Furthermore, others have suggested more open and democratic forms of voting such as ranking preferences, counting that by manually reviewing each comment is also not very feasible, but I do believe that system like these are necessary for the sort of democratic state the instance is trying to be.

[–] carbon_based 2 points 1 year ago* (last edited 1 year ago) (1 children)

Fine idea.
Given it can get extracted by script, we could simply instruct each vote should contain a list of rankings in a specific format, like ... brainstorming:

  • Let's say, there are 5 options/candidates, a vote could look like
    4,5,2,1,3
    where candidate 4 would get 5 points, candidate 5 gets 4 points, and so on.
  • Separators could be made flexible, "4, 5, 2, 1,3"... to make it a bit syntax-tolerant.
  • The script/bot should be able to return two lists, each with username / home instance / points per candidate / original posted string; one list with positive recognition (and totals) and one for the erroneous. Could be put in spreadsheets or posted as tables.
  • It would work with only two options as well.

Edit ...
The more i think about it, the more i come to the pont that this method would be elegantly simplistic. [shoulderpat] ;-)

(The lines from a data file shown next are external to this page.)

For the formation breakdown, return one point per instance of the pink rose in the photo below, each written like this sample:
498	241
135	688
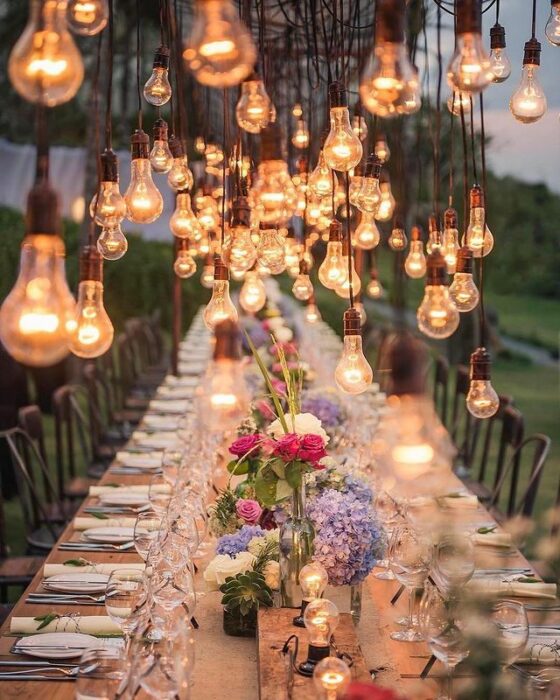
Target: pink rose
287	447
244	444
312	448
248	510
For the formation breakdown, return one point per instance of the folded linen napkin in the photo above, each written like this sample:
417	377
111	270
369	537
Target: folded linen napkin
91	568
101	625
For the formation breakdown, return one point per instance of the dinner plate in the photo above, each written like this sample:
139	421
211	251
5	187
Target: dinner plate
56	645
113	535
77	582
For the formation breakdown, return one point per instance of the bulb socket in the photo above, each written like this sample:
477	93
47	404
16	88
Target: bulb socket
497	37
140	144
109	166
221	272
352	323
532	53
390	18
91	264
450	218
160	130
337	95
481	365
469	16
43	210
161	57
228	343
465	260
436	270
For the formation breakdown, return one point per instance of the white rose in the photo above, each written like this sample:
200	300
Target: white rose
303	424
223	566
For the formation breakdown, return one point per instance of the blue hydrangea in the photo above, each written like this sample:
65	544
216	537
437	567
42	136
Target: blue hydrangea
348	540
238	542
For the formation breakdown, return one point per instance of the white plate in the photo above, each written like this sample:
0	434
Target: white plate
77	582
56	645
113	535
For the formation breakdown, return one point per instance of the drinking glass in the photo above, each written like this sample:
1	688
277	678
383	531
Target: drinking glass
410	555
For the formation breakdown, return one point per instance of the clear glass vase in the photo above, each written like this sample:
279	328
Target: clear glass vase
296	549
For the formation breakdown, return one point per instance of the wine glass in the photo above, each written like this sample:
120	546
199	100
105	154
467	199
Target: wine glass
512	625
410	556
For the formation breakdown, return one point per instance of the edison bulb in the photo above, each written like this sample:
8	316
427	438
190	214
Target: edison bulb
397	238
93	332
112	243
367	234
528	102
183	222
353	373
253	108
320	181
469	68
252	296
220	51
184	265
87	17
45	65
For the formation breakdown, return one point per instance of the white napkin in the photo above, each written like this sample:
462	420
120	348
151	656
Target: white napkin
89	624
91	568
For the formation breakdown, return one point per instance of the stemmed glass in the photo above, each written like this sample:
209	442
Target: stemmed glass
410	554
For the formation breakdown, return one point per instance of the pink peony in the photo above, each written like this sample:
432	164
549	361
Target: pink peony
244	444
248	510
312	448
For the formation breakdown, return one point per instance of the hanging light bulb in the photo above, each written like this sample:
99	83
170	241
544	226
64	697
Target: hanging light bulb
478	238
157	90
552	29
45	65
300	139
500	65
457	100
342	148
274	193
387	203
160	156
220	51
270	250
397	238
482	399
33	315
368	198
252	296
389	83
463	290
92	333
320	181
87	17
450	239
367	234
180	176
528	102
253	108
223	397
112	243
437	314
220	307
469	68
108	207
332	270
353	374
144	202
184	265
415	263
381	149
183	222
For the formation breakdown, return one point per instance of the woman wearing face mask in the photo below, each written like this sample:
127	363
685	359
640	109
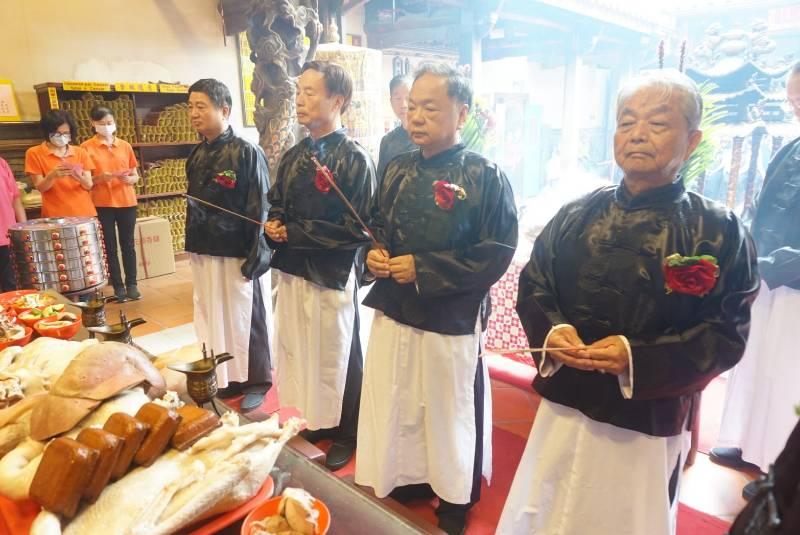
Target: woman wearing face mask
115	198
62	172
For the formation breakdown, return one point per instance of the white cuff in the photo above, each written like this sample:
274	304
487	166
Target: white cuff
548	366
626	379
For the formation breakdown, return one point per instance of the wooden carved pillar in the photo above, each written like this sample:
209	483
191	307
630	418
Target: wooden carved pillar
733	175
755	149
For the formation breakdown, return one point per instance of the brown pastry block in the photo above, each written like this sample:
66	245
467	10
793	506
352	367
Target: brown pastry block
195	424
63	473
132	432
163	423
109	446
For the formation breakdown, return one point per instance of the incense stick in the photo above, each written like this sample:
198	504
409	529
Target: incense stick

  • It's highly accessible, no fancy stuff or external tools required. All can be done with what is available in Lemmy anyway, and it's client-agnostic.
  • A bot could post like three .csv lists; the two detailed ones i suggested above, and a "tally" one, that could already contain some fancy statistics, like votes per instance, or double usernames.
  • All is openly accessible.

Cons:

  • Perhaps not as error-resistant as a custom interface would be ... but errors can happen anyhow.
  • Concealed voting is not possible.

Alerts:

  • If there is no way to rank options equally, then in an equal-preference situation, the option which is listed first on the ballot will likely have an advantage. People are more likely to enter numbers in order than to swap them.
    Fix: should have a way to assign equal rank to options, like
    (4, 5), 2
    In this example, 4 and 5 would get (5+4)/2=4.5 points each (not 5 because that would give slightly more total weight to the vote), 3 points for option 2, and (2+1)/2=1.5 points to each of the remaining options 1 and 3. (And no such things are not too complex for my mind, as someone elsewhere wanted to suggest to me.)
  • My suggestion here is counting all rankings, not having a winner determined by the sums of first choices, which would introduce some complexity and possible elimination of ballots: https://ballotpedia.org/Ranked-choice_voting_(RCV)
    So rather than giving the first choice an excessive gravity and counting second choices only if that didn't meet the threshold (thereby determining a majority from the rankings at the cost of ballots that didn't present a full ranking), this allows for determining even or "unconclusive" preferences. I also had the possibility of multiple selection in mind. Keep it simple.